Rehman shook his head. “Just those three. What was the angle of the video?”
“I’ll show it to you,” I said, and dug my phone out of the bag I’d dropped on the floor. It was already cued up on the video, from watching it before, and I started it playing and handed it to Rehman. And watched him blush a bright, painful red as he watched.
He handed it back without meeting my eyes. “Looks like whoever filmed it was parked down on the other end. If he—”
“She,” I said.
Rehman nodded. “—if she didn’t cross in front of the police station before parking, it isn’t likely we have her on camera.”

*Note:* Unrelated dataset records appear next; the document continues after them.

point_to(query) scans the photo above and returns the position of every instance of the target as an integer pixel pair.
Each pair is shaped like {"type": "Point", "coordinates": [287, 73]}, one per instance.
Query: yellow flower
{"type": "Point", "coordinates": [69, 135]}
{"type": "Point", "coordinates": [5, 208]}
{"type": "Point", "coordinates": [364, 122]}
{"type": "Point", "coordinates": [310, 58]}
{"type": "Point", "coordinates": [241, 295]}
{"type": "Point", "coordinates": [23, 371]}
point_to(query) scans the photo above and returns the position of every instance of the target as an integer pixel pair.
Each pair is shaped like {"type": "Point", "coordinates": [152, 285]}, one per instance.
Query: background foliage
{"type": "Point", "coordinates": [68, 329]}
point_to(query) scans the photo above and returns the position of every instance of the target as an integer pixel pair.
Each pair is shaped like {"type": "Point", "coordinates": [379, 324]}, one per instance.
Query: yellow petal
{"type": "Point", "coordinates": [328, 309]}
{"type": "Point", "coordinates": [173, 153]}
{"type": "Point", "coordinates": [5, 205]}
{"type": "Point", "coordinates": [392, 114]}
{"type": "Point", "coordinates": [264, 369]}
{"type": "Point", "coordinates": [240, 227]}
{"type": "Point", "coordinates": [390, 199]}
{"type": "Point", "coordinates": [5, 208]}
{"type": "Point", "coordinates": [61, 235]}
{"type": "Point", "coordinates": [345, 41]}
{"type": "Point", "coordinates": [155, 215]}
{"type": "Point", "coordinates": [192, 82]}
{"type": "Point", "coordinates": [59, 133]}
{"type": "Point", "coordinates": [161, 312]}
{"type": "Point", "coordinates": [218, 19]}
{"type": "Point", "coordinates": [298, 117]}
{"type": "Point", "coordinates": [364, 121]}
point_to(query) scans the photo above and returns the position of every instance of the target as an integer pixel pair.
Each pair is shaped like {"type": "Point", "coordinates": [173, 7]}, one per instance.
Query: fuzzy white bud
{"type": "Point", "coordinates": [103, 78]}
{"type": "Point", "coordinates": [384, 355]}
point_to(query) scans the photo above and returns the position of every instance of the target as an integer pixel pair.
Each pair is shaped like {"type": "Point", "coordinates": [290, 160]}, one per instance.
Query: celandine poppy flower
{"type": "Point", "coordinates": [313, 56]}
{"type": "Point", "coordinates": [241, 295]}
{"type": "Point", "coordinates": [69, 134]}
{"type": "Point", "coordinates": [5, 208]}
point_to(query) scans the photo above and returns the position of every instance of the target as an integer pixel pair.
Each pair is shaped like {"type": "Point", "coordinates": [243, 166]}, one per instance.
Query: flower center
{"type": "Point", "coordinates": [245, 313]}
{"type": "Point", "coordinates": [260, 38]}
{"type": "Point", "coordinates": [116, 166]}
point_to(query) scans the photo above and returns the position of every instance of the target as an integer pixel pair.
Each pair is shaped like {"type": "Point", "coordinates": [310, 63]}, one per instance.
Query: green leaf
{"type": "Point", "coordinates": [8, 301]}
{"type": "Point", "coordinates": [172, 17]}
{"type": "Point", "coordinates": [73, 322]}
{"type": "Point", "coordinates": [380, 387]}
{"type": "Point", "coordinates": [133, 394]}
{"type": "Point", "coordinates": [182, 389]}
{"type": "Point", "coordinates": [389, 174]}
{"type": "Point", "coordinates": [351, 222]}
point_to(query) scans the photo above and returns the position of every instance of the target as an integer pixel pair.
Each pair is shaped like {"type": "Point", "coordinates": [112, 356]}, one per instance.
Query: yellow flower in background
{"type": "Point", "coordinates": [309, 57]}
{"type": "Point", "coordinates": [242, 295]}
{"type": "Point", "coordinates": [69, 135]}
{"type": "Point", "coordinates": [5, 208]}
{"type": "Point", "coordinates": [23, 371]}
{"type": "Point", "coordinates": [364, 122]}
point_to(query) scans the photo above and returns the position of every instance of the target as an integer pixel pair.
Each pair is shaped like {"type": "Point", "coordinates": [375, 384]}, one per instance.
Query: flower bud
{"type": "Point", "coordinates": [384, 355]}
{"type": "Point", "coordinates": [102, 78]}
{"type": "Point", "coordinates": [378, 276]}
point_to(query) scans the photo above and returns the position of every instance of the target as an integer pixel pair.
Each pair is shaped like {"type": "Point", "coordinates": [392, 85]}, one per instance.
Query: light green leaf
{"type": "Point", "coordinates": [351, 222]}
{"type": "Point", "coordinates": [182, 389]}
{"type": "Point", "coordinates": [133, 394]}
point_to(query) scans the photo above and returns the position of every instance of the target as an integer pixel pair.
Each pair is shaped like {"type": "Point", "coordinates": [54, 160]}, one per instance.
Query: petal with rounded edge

No, it wasn’t. It was most likely she’d come from outside downtown up to the police station, rather than going around City Hall and down the street past the police station before parking. Most people tend to avoid driving straight through the town square if they can avoid it.
“Just see if there’s anything helpful,” I told Rehman. “Anything would help. We have no idea who this person is, other than that she keeps hanging around and filming my husband. And since he has a habit of attracting nutcases, it’s concerning.”